Ринго никогда не играл соло на ударных. Он ненавидел ударников, которые увлекались длинными соло. Мы все их ненавидели. Когда он присоединился к «Битлз», мы спросили: «Ну а что ты скажешь насчет соло на ударных?», ожидая услышать в ответ: «Да, как же, у меня есть одно на пять часов, которое «я сыграю в середине вашего концерта». Он же сказал: «Я их терпеть не могу». Мы заорали: «Колоссально! Мы тебя обожаем». И он никогда их не исполнял.
Заявление Джона в отношении Христа было неудачным. Он сказал, что влияние религии резко уменьшилось, поскольку церковь исчерпала себя. Кстати, мысль была правильной. Но потом Джон опрометчиво добавил, что в Америке мы станем более популярными, чем Христос. Это было уже совершенно лишнее [28].
Я до сих пор помню случай, который произошел во время наших последних американских гастролей [29] в Байбл Белт. Какой — то белобрысый мальчишка лет одиннадцати с ненавистью ударил ногой по бамперу автомобиля и неистово заорал: «Сволочи! Пристрелю!» И он бы выстрелил, будьте уверены, если б у него был под рукой пистолет [30].
Помню также, как выступавший по телевидению верзила, видимо, один из Ку — клукс — клановцев, угрожал нам: «Мы представляем движение террористов. Сегодня вечером на концерте мы прибьем одного из «битлзов»!» [31] Все мы здорово перепугались и хотели сразу же вернуться домой. Но в итоге концерт все — таки состоялся.

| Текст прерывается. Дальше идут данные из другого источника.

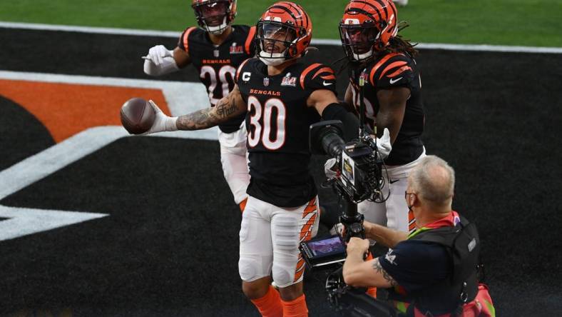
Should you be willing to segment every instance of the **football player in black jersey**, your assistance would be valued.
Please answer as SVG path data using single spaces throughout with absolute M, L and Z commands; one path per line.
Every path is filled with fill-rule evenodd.
M 424 114 L 422 82 L 414 57 L 417 51 L 398 33 L 397 9 L 391 0 L 352 0 L 339 24 L 342 44 L 349 64 L 345 101 L 359 107 L 359 78 L 366 71 L 365 116 L 369 125 L 390 131 L 392 150 L 388 167 L 384 203 L 365 201 L 359 211 L 365 219 L 407 231 L 414 228 L 413 215 L 404 199 L 410 170 L 425 156 L 422 133 Z
M 255 53 L 255 27 L 232 25 L 236 0 L 193 0 L 192 7 L 200 27 L 189 27 L 180 36 L 173 51 L 157 45 L 145 57 L 144 71 L 160 76 L 192 64 L 200 74 L 211 106 L 234 88 L 234 75 L 240 64 Z M 245 116 L 218 125 L 220 161 L 235 202 L 244 209 L 250 183 Z
M 157 116 L 148 133 L 207 129 L 245 114 L 251 178 L 238 268 L 244 293 L 264 316 L 308 311 L 298 245 L 313 236 L 319 219 L 309 171 L 310 125 L 341 120 L 349 127 L 347 136 L 357 133 L 357 118 L 336 98 L 332 69 L 301 58 L 312 31 L 300 6 L 277 2 L 257 23 L 257 58 L 238 67 L 234 89 L 216 106 L 172 118 L 151 101 Z M 271 276 L 279 291 L 271 286 Z

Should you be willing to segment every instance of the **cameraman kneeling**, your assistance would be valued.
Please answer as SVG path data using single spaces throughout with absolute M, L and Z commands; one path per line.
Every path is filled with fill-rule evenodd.
M 473 303 L 480 309 L 471 311 L 476 313 L 472 316 L 482 313 L 486 306 L 494 316 L 487 291 L 483 296 L 479 293 L 479 301 L 474 301 L 479 240 L 476 227 L 451 209 L 454 181 L 454 171 L 446 161 L 435 156 L 424 158 L 408 178 L 405 193 L 416 230 L 408 235 L 364 221 L 366 238 L 391 249 L 364 261 L 369 240 L 352 238 L 343 267 L 345 283 L 389 288 L 389 298 L 408 316 L 461 316 Z M 463 247 L 457 246 L 463 243 Z M 481 286 L 481 291 L 484 288 Z

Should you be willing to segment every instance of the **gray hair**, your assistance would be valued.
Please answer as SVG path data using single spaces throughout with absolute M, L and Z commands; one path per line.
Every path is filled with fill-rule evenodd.
M 444 206 L 453 198 L 455 172 L 442 158 L 428 155 L 410 173 L 410 185 L 422 199 Z

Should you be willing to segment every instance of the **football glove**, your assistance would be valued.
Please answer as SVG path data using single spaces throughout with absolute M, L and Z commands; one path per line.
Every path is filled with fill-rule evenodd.
M 162 112 L 162 110 L 158 108 L 154 101 L 149 100 L 148 102 L 154 109 L 154 112 L 155 112 L 155 117 L 150 129 L 142 134 L 143 135 L 178 130 L 178 126 L 175 125 L 175 122 L 178 121 L 177 116 L 168 116 Z
M 163 45 L 151 47 L 143 59 L 145 60 L 144 72 L 147 75 L 160 76 L 179 69 L 174 59 L 173 51 L 169 51 Z

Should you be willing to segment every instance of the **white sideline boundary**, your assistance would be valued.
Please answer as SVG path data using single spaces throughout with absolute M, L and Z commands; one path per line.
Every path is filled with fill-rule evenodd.
M 96 33 L 113 35 L 133 35 L 143 36 L 163 36 L 177 38 L 181 31 L 137 30 L 132 29 L 103 28 L 93 26 L 77 26 L 34 23 L 2 22 L 0 27 L 6 29 L 27 29 L 33 30 L 63 31 L 68 32 Z M 339 46 L 341 42 L 334 39 L 312 39 L 313 45 Z M 562 47 L 537 47 L 502 45 L 446 44 L 439 43 L 420 43 L 417 47 L 422 49 L 444 49 L 450 51 L 476 51 L 514 53 L 547 53 L 562 54 Z

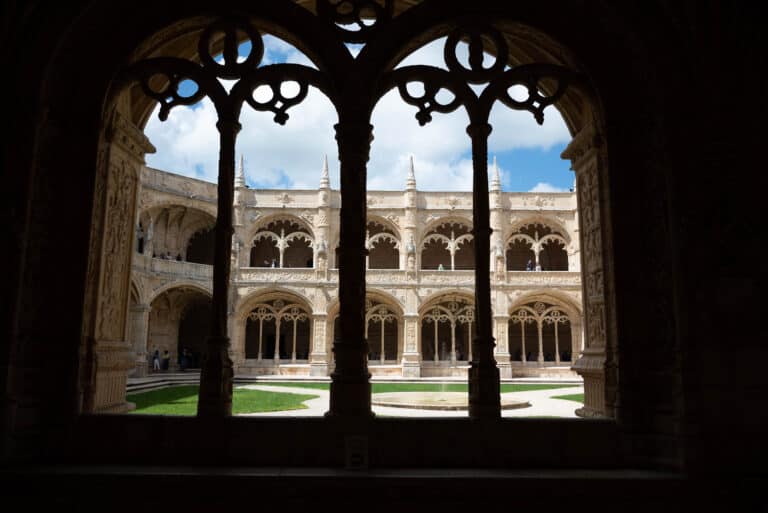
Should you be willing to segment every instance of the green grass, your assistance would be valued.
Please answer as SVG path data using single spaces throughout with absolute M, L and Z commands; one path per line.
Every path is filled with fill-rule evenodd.
M 584 394 L 570 394 L 570 395 L 554 395 L 552 399 L 565 399 L 567 401 L 576 401 L 577 403 L 584 404 Z
M 297 382 L 259 382 L 258 385 L 313 388 L 316 390 L 329 390 L 330 383 L 297 383 Z M 517 384 L 504 383 L 501 392 L 530 392 L 532 390 L 552 390 L 555 388 L 571 388 L 579 385 L 544 385 L 544 384 Z M 466 392 L 466 383 L 372 383 L 374 394 L 383 392 Z
M 149 392 L 130 394 L 128 401 L 136 404 L 131 413 L 145 415 L 197 414 L 198 385 L 162 388 Z M 232 394 L 232 413 L 260 413 L 267 411 L 301 410 L 304 401 L 316 395 L 264 392 L 261 390 L 235 389 Z

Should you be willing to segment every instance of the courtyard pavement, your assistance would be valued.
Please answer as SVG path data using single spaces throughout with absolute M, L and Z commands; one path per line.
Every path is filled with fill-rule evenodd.
M 320 417 L 328 411 L 330 392 L 327 390 L 317 390 L 313 388 L 281 387 L 271 385 L 240 385 L 236 388 L 245 388 L 250 390 L 266 390 L 270 392 L 286 392 L 289 394 L 312 394 L 319 397 L 304 401 L 307 406 L 304 410 L 288 410 L 267 413 L 249 413 L 247 416 L 263 417 Z M 512 410 L 502 410 L 502 417 L 569 417 L 577 418 L 576 408 L 581 407 L 580 403 L 569 401 L 567 399 L 553 399 L 557 395 L 583 394 L 584 386 L 567 386 L 563 388 L 552 388 L 549 390 L 533 390 L 528 392 L 508 392 L 502 394 L 502 397 L 509 397 L 519 401 L 528 401 L 531 406 L 528 408 L 516 408 Z M 382 417 L 466 417 L 466 411 L 441 411 L 441 410 L 419 410 L 410 408 L 392 408 L 373 405 L 373 412 Z

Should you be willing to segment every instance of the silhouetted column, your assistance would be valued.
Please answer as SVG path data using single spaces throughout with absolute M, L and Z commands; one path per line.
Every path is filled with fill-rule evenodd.
M 144 303 L 131 305 L 131 345 L 136 354 L 134 376 L 147 375 L 147 332 L 150 306 Z
M 366 164 L 373 140 L 367 122 L 335 125 L 341 161 L 339 241 L 340 332 L 334 334 L 328 416 L 371 416 L 368 345 L 365 340 Z
M 200 373 L 199 417 L 232 415 L 232 359 L 229 357 L 227 312 L 230 259 L 232 257 L 232 208 L 235 186 L 235 140 L 240 123 L 219 120 L 219 185 L 213 255 L 213 299 L 211 336 Z
M 475 238 L 475 338 L 469 369 L 470 418 L 501 416 L 499 369 L 493 357 L 495 340 L 491 322 L 491 276 L 488 255 L 491 248 L 488 203 L 488 135 L 491 125 L 472 123 L 467 127 L 472 138 L 472 233 Z

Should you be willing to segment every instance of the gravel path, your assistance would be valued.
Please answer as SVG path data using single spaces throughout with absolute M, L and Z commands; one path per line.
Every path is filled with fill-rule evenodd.
M 256 417 L 320 417 L 328 411 L 330 392 L 327 390 L 317 390 L 314 388 L 299 387 L 281 387 L 271 385 L 242 385 L 237 388 L 246 388 L 250 390 L 265 390 L 271 392 L 286 392 L 289 394 L 313 394 L 318 397 L 304 401 L 307 406 L 304 410 L 276 411 L 268 413 L 248 413 L 247 416 Z M 552 399 L 552 396 L 570 395 L 584 393 L 583 386 L 563 386 L 563 388 L 552 388 L 549 390 L 532 390 L 529 392 L 508 392 L 502 394 L 505 397 L 512 397 L 520 401 L 531 403 L 529 408 L 518 408 L 513 410 L 502 410 L 502 417 L 572 417 L 575 418 L 574 411 L 580 407 L 579 403 L 568 401 L 566 399 Z M 385 406 L 373 406 L 376 415 L 386 417 L 464 417 L 465 411 L 439 411 L 439 410 L 416 410 L 410 408 L 391 408 Z

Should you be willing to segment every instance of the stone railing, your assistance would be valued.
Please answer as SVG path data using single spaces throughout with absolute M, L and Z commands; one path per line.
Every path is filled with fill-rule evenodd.
M 173 263 L 173 262 L 171 262 Z M 236 279 L 241 283 L 338 283 L 339 270 L 325 272 L 312 268 L 262 268 L 243 267 Z M 472 287 L 475 283 L 473 270 L 437 271 L 420 270 L 406 272 L 399 269 L 369 269 L 365 275 L 370 285 L 427 285 Z M 498 286 L 494 282 L 494 286 Z M 580 287 L 581 273 L 570 271 L 507 271 L 500 285 L 515 287 Z
M 238 270 L 237 281 L 257 283 L 296 283 L 324 281 L 315 269 L 310 267 L 242 267 Z
M 518 287 L 578 287 L 581 273 L 572 271 L 507 271 L 507 285 Z
M 133 269 L 134 271 L 143 271 L 154 275 L 173 276 L 174 278 L 189 278 L 193 280 L 207 281 L 210 281 L 213 278 L 212 265 L 152 258 L 148 255 L 134 255 Z

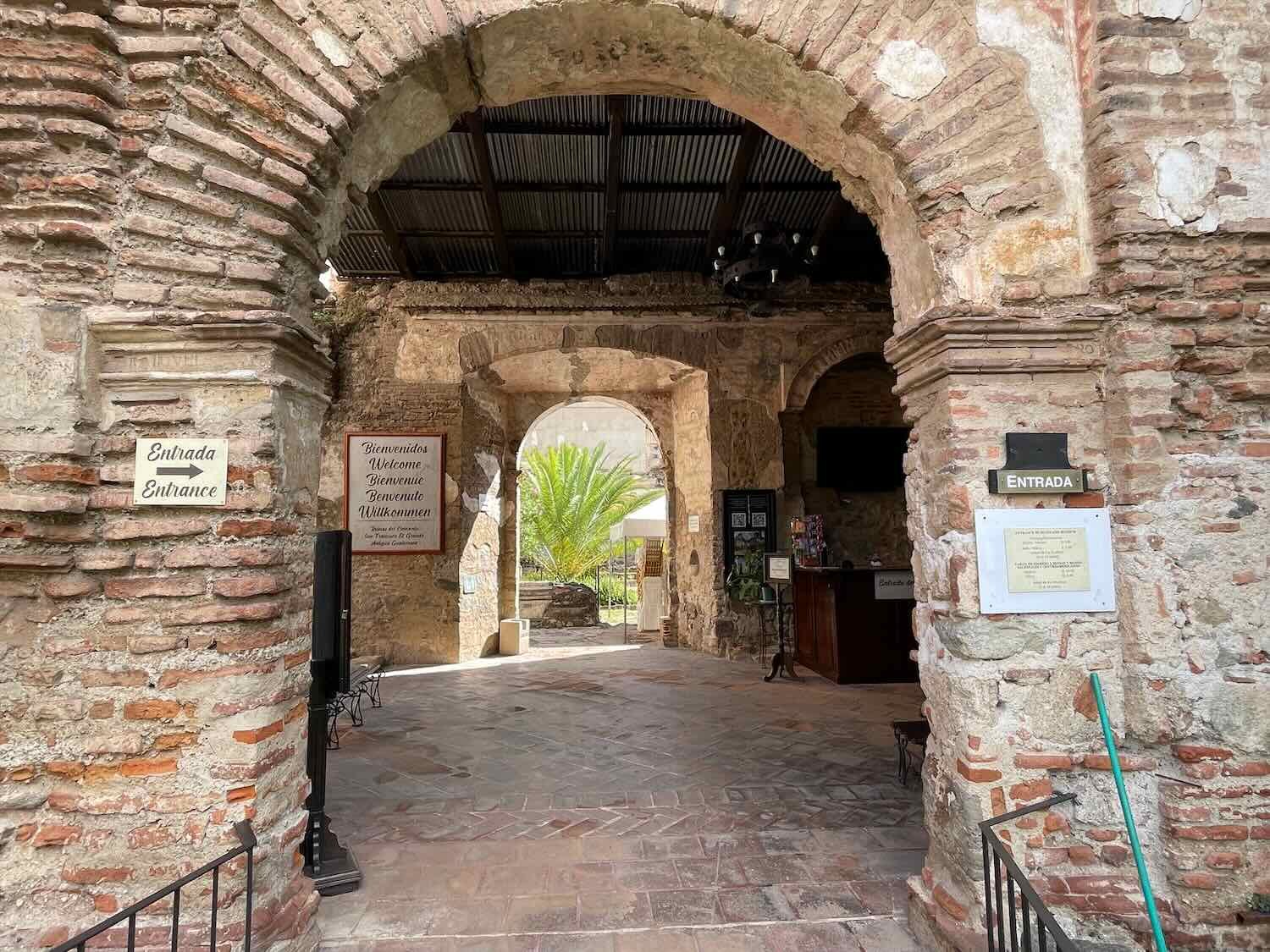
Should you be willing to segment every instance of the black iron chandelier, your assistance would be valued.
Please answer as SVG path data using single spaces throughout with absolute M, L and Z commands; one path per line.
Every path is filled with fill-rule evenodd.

Тогда же один ясновидец, ранее предсказавший гибель президента Кеннеди [32], заявил, что мы погибнем в авиакатастрофе во время перелета Индианаполис — Денвер. Когда нам стало об этом известно, ничего изменить было уже нельзя. Мы вынуждены были лететь. Перед вылетом мы напились в стельку. Полет и впрямь получился кошмарным. Нас выворачивало наизнанку. Казалось, еще немного и произойдет трагедия. Но в конце концов все обошлось.
Вклад Джорджа Мартина в песни «Битлз» был весомым. Когда мы впервые показали ему «Please Please Me», он доказал, что способен очень глубоко чувствовать музыку. Песня была написана в духе Роя Орбисона. Джордж Мартин, внимательно прослушав ее, предложил: «Давайте увеличим темп». В таком варианте песня зазвучала гораздо лучше. Получился отличный хит. Джордж принимал активное участие в творческом процессе.
Взаимные обиды возникли лишь, когда в одном из обзоров написали о «Sgt. Pepper's…»: «Это лучший альбом Джорджа Мартина». Мы были потрясены. Не спорим, он действительно помогал нам, очень помогал. Но, люди! Вы должны знать — это не его альбом. После всей этой истории остался неприятный осадок. Да, Джордж помогал нам, но видит Бог, это не дает ему права приписывать себе весь альбом.